Granite Bear “elves” help community with wares from workshop
David Broyles Staff Reporter
Mount Airy High School Furniture and Cabinet Making Class students, like elves from Santa’s workshop, will be helping out their community this holiday season.
Instructor Greg Taylor said the group will again offer sturdy corn hole sets they have made for sale with the proceeds helping three local charities.
Taylor admits one goal of this annual effort is to build good citizens while students get to apply their building skills. Seniors Jackson Blizzard, Brian Bennett and Jon Cagle appeared to agree with Taylor. Blizzard said this is his first year in the vocational shop class.
“I love to have something to do with this hands-on stuff,” said Blizzard. He said techniques like being sure his measurements were correct and the wooden pieces were square translated well as he moved from building furniture to the cornhole boards. He said he was surprised to find out how easy it was to get specification for the boards because cornhole is “serious” with a national league for competition. He said he hopes to use what he has learned in class to pursue a career in a field like civil engineering.

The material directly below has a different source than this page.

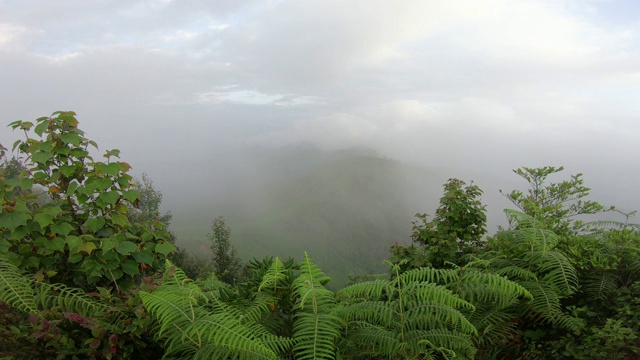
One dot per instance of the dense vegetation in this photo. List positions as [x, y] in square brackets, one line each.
[88, 269]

Bennett said this was his third year in the class as the others joked he spent so much time in the shop he should consider changing his name.
“We did this last year so it was pretty much the same,” said Bennett. “Everybody came in and we all worked together, which was a plus. We had an assembly line going. We did a lot more detail this year and were were quick at it.” He was not specific about what he wants to do for a career, other than something where he “wasn’t behind a desk all the time.”
Cagle is in his second year of the class and he said this was the first time he had helped with the cornhole project. He said he was impressed at how well everyone worked together and how well it was organized.
“These kids are good people,” said Taylor. “They look forward to having an opportunity to help out. I’ve yet to have anyone not want to participate. I want them to understand they can affect other peoples lives by what they do. We want to raise selfless, well-rounded citizens.”
Taylor said this is the third time they have made the cornhole boards. He added that his opinion is taxpayers help support the public schools and it is a natural way for the students to turn around and invest in the community as well as helping organizations which benefit the public.
“It is so important to me (for) students to know they are contributing and making a difference in someone’s life. They are not as heartless and careless as some people think (young people are),” Taylor said. “The support of the community is outstanding.”
Taylor said a set of the sanded cornhole boards costs $100 and a set of the sanded boards with a set of eight navy blue and white bags is $120. The sets will be sold on a first-come, first-served basis. Checks should be made to Mount Airy High School. Orders can be made at email@example.com or 336-789-5147.
Previous projects have included making wooden toys and checkerboards which were delivered in the community. He said the students made eight sets and eight have not been sold. Proceeds from the sales of the boards will go the the Harvest Food Bank, Foothills Food Pantry and to the family of the late Jacob Pettite.